Opened in May ’91, IMMA is Ireland’s leading contemporary art museum with works from both Irish and international artists.
Unless you or your accomplice have a lot to say on contemporary art, then it’s probably best to go with a guided tour (IMMA offer free public tours on Wednesday, Saturday and Sunday). These tours tend to be short and should give you something to talk about – preferably over coffee – afterwards.
If you miss the tour and find you’re suddenly overcome with shyness, then stick to the exhibition space rather than rambling towards Kilmainham and panicking that there’s no easy escape (unless you run).
IMMA’s got you covered: Heuston Luas is five minutes away; there’s a Dublin Bikes dock at the entrance; plenty of buses, while Smithfield and Stonybatter are a mere 10-minute walk away.
Scene and be seen
If you’re an art history grad then sure, you might see someone you know. If you or your pals live locally, then maybe you’ll spot them rambling around on a sunny day. But mostly IMMA’s a quiet, easygoing place with plenty to see and do.
If you’ve enjoyed nerding out over Patrick Ireland’s headstone (FYI, Patrick Ireland isn’t dead. Well, Patrick Ireland – the name Brian O’Doherty assumed in 1972 and relinquished in 2008 is dead but Brian O’Doherty’s lives – complicated, we know), there's plenty more to do.
If you plan on staying locally there’s an ITSA Bagel in the basement, opposite the main gallery; the 18th-Century garden around the side (where Patrick Ireland rests); a straight pathway that runs to the South Circular Road (if you’re inclined towards a leisurely stroll); and plenty of pubs and coffee places nearby.
If none of this grab you, then ramble towards Smithfield or catch the Luas into town.
While we’re big advocates of the pre-date Wiki summation, we understand that IMMA’s collection is wildly modern, while their website’s perhaps not as up-to-date as it could be. So here are some names you’ll definitely come across, with a really quick line on each.
Michael Warren, Beneath the ‘Bow
You’ll see this one as you make your way up the hill. Wexford-born Warren has created site-specific pieces all over the world in materials like wood, steel, concrete and stone. The sculptor’s highly controlled forms explore opposites - lightness conveyed by weight – while highlighting a preoccupation with wild wood, disciplined by the artist’s hand.
A Dublin-born artist influenced by Pop Art and motivated by social and political issues, Ballagh began his ‘People at an Exhibition’ series in 1972. This series captures people looking at paintings by international artists (in this case Frank Stella).
Gerda Frömel (temporary exhibition)
Chiefly a sculptor, Fromel’s name has lapsed from familiarity to obscurity since her death. This temporary exhibition, which runs until July, allows visitors to engage and discover with one of Ireland’s modern masters.

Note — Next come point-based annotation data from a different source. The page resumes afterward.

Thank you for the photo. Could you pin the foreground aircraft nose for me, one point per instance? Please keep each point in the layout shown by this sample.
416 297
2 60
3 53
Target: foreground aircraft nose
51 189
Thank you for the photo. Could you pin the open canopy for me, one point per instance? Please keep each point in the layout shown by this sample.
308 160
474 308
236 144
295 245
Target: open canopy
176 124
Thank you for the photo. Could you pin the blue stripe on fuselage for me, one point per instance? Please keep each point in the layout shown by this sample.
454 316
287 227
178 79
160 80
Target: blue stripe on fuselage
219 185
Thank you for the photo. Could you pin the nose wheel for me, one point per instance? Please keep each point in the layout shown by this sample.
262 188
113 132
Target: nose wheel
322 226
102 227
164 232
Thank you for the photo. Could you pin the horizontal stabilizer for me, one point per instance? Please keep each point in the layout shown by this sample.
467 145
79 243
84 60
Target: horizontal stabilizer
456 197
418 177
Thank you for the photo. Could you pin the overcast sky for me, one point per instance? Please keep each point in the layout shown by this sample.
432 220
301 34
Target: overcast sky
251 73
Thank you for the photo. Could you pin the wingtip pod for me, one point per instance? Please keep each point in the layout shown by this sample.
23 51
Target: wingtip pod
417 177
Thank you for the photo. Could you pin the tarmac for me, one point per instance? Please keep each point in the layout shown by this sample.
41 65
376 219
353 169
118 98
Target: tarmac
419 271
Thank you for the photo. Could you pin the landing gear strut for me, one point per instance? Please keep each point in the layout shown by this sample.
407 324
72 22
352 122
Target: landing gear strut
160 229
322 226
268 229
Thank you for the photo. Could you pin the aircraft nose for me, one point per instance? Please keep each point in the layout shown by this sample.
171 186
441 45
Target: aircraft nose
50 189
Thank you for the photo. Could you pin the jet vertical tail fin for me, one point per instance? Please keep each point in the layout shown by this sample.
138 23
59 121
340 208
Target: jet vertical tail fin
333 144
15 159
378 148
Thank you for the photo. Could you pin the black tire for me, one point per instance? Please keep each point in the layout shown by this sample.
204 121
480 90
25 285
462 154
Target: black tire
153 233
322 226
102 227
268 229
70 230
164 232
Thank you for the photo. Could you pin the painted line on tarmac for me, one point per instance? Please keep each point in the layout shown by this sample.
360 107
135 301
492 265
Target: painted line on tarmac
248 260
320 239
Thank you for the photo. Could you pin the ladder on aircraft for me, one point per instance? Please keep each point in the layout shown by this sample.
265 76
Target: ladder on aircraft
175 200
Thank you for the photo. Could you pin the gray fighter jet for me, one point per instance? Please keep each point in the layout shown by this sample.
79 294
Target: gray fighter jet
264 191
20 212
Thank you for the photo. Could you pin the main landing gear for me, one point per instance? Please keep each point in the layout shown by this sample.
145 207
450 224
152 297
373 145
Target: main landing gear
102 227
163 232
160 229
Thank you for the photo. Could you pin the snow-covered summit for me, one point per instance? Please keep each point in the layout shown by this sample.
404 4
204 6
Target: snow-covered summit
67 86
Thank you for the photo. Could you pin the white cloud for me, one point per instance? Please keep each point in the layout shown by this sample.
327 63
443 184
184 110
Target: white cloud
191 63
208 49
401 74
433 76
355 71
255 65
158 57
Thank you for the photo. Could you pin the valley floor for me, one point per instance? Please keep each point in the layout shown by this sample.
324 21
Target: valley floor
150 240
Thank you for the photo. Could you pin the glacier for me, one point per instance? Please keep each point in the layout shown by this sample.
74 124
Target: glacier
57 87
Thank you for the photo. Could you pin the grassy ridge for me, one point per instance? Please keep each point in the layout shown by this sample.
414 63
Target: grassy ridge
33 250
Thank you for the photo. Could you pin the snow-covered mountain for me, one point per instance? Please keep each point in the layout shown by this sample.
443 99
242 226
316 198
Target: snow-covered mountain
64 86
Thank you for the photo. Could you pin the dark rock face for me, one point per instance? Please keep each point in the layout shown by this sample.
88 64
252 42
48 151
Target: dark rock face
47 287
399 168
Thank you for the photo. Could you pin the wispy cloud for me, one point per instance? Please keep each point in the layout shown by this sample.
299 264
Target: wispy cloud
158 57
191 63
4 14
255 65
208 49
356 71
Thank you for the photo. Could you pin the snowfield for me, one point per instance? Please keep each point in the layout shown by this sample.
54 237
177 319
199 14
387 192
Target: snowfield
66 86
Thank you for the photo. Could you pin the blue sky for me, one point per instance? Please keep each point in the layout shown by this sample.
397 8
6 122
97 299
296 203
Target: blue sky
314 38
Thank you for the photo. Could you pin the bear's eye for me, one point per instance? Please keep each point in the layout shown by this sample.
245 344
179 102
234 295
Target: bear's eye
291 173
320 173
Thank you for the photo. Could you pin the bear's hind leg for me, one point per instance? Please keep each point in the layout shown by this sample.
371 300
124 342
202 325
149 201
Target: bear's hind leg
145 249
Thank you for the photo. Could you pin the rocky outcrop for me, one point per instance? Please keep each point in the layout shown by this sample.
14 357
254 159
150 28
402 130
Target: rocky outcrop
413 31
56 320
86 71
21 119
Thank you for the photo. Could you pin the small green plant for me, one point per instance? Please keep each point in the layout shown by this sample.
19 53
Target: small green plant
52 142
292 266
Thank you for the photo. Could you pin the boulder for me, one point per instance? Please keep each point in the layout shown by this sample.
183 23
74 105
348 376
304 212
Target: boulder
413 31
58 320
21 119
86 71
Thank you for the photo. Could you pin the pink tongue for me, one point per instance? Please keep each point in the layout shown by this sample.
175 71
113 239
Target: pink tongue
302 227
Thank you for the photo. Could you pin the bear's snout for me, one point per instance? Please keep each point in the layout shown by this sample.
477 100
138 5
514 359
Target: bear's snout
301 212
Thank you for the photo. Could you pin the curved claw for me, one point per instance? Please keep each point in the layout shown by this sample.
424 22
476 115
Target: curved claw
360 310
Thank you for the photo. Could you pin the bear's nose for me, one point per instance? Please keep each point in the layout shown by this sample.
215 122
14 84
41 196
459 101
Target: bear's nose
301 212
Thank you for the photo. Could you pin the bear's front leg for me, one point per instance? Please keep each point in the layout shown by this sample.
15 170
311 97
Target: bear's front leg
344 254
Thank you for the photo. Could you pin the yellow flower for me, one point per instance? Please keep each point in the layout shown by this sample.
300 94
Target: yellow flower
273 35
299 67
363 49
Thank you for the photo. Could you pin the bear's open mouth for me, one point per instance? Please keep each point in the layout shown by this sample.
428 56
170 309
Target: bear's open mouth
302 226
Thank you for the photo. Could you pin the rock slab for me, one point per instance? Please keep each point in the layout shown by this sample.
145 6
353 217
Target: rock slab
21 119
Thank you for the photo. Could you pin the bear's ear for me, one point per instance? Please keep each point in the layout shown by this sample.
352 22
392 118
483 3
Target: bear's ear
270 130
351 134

Pilgrims coming from Heuston Luas direction will encounter a steep hill followed by tarmac, stone and potentially grass, so strappy heels are out. Both rain macs and umbrellas are useful ammunition if the sky appears queasy, while layers are useful if you plan to zip between the gallery and grounds.
This is a great option if you’re short for money: entry is free throughout the week and guided tours (also free) are provided on Saturdays and Sundays at 2.30pm (normally running thirty minutes).
A second date, obviously.
A tweet along the lines of, “My date brought me a grave, in a museum, for an artist who’s still alive?!’.